Specific environmental goals set in 2015 outlined a 15-year timeline to achieve certain human and environmental goals by 2030. With companies carrying much of the burden to make the required changes to achieve these goals, they need to have a plan, and quickly.  

Net-zero is achievable 

The Science-Based Targets Initiative (SBTi) states that reaching net-zero emissions by 2050 is increasingly becoming the minimum societal expectation for companies. To halve emissions in the next eight years and eliminate them before 2050, means businesses still have some time, but they need to start today.  

Evaluate current operations 

To make changes, a company must identify current operational standards of its supply chain, transportation, packaging, waste, material selections and manufacturing. Similar questions apply to the design and construction of buildings. 

Measure carbon footprint 

For each category within a business, an accurate measurement is needed about where it stands environmentally:  

  • How much plastic is used in product packaging?  
  • How far are supplies and finished products being shipped? 
  • Are buildings run on renewable energy?  

For construction sites, the questions may include: 

  • What happens to the packaging of materials on site during construction? 
  • Are the chosen materials locally produced or imported? 
  • Is the building energy efficient? 

Set targets 

A company chooses a target year and uses science-backed calculations to set targets and actions for each business unit to achieve reductions. The SBTi outlines wording for targets to ensure specificity: “Company X commits to reduce emissions from forestry and land-use and agriculture by 80% by 2035, from a 2019 base year.” Or: “Green Star buildings will reduce upfront emissions by 40% by 2030.” 

Map out initiatives 

The SBTi has developed a global science-based standard and tools for companies to set net-zero targets and reach them. Each business’ plan will look different but will typically start small and rise to the bigger, pricier adaptations, with near- and long-term goals. These could include: 

  • Removing plastic and replacing it with recyclable paper packaging. 
  • Looking at the supply chain. 
  • Finding local suppliers to eliminate transport emissions.  
  • Transitioning manufacturing lines to solar power or other types of renewable energy. 

The lifecycle assessment (LCA) is a tool that allows for the estimation of all impacts, including carbon emissions, for building materials – from the raw material extraction phase to manufacturing, packaging and transport, on to the fate of the product at the end of its initial “life”. 

Use carbon offsets 

Carbon offsets balance the equation between a business’ carbon footprint by investing in activities such as planting trees, i.e., the carbon absorbed by the trees counterbalances that produced by the business. While many companies rely heavily on carbon offsets early in the transition towards net-zero, the goal is to eventually earn net-zero status without the need for these.  

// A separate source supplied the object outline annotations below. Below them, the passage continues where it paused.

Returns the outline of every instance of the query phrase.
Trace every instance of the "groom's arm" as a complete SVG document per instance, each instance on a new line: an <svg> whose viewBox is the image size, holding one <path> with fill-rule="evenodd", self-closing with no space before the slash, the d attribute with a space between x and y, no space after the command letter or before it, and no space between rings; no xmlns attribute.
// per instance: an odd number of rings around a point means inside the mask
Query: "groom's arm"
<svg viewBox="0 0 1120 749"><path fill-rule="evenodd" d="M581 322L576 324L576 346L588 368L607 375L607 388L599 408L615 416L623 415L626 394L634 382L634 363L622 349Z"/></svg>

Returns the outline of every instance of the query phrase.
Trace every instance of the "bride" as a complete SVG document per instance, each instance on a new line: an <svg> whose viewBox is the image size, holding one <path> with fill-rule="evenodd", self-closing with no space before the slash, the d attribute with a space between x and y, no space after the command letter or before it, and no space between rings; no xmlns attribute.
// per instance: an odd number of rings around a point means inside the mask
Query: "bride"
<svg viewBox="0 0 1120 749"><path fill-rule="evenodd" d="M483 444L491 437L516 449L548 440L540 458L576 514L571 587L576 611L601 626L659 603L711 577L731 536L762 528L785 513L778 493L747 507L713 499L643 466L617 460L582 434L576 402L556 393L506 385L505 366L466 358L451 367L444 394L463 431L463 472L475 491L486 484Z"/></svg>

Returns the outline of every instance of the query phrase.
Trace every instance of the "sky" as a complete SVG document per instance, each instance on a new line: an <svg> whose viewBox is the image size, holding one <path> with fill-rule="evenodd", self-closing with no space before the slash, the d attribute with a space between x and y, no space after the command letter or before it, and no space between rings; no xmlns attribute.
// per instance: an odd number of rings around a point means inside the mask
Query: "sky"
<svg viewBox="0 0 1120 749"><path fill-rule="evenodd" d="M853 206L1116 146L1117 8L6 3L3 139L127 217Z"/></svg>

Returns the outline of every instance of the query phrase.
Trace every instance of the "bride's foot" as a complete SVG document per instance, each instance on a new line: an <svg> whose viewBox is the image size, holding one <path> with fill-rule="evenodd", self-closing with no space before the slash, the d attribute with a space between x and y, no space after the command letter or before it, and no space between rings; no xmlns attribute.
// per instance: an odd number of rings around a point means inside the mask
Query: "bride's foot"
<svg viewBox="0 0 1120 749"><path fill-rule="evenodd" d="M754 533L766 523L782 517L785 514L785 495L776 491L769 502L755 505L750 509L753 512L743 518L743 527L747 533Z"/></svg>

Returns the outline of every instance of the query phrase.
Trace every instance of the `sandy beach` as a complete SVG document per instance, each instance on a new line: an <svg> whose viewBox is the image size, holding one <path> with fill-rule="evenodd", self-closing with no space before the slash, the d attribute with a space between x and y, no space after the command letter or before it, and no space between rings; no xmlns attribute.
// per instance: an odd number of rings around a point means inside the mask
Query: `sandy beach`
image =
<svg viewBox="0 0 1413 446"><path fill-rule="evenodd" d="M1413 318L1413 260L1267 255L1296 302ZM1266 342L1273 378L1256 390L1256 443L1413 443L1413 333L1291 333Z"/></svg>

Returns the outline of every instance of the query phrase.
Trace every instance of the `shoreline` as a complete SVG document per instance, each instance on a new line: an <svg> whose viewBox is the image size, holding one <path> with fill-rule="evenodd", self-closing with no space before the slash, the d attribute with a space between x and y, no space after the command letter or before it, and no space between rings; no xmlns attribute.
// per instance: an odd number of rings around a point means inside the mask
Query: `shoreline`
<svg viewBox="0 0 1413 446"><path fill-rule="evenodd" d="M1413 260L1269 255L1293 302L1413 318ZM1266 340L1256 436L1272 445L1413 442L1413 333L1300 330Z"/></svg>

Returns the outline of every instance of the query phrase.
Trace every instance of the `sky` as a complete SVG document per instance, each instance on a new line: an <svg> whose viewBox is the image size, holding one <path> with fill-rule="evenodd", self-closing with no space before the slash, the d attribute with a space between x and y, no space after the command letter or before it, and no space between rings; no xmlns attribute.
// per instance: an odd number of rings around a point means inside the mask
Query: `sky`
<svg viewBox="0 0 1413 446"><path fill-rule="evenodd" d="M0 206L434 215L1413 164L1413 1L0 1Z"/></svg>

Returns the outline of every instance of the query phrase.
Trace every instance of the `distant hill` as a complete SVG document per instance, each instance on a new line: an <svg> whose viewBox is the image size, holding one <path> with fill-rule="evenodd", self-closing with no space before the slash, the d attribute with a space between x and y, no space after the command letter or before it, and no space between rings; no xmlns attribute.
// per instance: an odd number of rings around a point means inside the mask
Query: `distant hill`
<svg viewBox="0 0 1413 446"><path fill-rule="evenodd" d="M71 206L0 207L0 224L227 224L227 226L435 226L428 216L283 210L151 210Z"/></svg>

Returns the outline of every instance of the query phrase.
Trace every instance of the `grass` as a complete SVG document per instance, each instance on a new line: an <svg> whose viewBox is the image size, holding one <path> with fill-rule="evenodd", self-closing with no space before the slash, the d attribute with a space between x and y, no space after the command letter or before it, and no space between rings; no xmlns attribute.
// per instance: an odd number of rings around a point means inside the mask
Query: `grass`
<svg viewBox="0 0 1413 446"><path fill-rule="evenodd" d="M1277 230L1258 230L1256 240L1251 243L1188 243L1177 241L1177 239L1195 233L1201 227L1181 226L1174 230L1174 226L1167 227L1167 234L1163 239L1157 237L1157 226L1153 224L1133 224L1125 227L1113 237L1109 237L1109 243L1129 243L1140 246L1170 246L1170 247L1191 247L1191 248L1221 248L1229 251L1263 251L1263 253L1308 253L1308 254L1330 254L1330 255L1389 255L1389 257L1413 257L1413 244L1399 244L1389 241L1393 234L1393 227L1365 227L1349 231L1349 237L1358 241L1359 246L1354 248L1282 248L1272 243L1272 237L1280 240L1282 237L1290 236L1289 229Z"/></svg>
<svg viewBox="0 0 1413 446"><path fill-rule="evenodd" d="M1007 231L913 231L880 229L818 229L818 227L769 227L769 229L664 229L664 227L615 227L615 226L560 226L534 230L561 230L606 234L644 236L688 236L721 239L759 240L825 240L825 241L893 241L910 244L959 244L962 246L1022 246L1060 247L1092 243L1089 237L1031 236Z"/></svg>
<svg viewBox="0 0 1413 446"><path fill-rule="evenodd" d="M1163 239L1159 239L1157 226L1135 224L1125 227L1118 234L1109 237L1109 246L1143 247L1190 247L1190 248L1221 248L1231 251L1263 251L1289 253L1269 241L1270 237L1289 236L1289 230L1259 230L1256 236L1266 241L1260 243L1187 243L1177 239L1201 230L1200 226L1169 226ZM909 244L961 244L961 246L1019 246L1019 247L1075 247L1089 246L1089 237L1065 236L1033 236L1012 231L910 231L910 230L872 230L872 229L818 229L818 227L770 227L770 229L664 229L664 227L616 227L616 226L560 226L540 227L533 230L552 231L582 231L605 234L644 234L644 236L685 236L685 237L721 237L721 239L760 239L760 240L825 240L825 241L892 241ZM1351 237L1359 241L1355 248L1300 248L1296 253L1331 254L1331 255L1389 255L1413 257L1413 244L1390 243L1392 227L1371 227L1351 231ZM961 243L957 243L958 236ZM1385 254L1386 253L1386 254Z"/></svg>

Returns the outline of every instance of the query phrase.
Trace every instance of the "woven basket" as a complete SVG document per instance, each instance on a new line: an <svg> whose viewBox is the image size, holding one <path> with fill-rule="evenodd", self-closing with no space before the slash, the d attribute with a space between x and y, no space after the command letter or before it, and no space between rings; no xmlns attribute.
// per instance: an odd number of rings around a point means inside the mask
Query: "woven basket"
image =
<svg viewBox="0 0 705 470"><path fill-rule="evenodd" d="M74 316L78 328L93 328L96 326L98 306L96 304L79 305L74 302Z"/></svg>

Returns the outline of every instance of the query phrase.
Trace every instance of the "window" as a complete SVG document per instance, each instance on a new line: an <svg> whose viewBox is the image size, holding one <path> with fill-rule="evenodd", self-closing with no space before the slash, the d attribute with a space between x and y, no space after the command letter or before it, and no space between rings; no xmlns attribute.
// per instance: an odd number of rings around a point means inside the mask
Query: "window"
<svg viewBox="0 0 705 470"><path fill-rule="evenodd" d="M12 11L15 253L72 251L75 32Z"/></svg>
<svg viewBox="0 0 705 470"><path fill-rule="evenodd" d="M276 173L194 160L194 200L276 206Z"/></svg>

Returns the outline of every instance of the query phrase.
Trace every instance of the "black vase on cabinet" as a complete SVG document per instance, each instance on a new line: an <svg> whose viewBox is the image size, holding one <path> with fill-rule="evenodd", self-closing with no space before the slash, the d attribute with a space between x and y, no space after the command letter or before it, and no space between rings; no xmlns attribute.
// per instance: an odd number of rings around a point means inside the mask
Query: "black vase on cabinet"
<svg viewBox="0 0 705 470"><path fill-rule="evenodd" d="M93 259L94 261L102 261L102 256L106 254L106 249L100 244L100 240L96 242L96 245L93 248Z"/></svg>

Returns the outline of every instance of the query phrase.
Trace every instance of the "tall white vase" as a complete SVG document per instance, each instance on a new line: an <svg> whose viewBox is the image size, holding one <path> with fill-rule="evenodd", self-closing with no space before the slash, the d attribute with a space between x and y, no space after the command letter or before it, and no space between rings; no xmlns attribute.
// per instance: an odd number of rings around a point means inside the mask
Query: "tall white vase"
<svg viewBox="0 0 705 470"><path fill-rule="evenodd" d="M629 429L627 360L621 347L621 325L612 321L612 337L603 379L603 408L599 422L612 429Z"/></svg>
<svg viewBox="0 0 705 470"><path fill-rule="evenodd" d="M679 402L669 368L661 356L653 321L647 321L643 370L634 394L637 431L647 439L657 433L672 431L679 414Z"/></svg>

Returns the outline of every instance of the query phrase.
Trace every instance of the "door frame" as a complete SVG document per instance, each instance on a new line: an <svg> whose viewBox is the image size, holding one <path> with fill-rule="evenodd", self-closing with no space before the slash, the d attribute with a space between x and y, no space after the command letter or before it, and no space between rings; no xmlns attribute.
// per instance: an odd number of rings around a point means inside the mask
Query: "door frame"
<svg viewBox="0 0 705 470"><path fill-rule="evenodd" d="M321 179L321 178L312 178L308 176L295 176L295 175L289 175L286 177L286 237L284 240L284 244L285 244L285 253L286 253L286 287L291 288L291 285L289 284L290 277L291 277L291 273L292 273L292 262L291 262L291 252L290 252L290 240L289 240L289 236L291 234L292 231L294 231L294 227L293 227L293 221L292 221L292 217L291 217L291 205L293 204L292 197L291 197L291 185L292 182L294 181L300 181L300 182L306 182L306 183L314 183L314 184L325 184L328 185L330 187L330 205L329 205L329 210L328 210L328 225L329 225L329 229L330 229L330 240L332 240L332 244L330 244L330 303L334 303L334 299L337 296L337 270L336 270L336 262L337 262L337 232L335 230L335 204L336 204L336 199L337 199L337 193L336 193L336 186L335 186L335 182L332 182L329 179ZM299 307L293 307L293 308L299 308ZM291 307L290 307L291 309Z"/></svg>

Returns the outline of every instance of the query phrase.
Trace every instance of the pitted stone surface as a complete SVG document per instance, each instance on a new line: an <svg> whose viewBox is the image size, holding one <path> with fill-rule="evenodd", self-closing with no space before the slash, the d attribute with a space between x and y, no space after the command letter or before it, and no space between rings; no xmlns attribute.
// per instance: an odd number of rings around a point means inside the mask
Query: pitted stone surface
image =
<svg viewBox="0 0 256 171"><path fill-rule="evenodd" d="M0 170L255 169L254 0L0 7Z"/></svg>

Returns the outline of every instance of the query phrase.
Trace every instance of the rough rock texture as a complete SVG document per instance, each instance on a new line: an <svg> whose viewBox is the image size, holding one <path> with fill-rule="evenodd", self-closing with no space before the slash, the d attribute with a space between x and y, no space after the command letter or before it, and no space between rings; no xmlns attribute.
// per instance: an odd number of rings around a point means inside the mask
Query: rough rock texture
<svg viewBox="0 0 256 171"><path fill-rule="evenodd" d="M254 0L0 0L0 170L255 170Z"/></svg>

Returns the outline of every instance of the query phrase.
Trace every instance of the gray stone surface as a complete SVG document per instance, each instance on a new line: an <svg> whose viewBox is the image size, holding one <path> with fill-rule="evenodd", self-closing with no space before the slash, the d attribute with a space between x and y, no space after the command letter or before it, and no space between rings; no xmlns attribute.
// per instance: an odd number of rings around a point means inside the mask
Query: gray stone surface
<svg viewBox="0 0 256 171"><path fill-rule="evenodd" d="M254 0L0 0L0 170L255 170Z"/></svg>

Could the greening of roofs or facades provide a carbon offset for less sustainable materials used in older buildings? 

Maintain and re-evaluate 

While target net-zero goals are set, they are not always achieved as major changes to a business are rarely easy, so constant monitoring and adaptations are needed. 

In architecture, ask the difficult questions about the lifecycle of the building and keep innovating to decarbonise projects.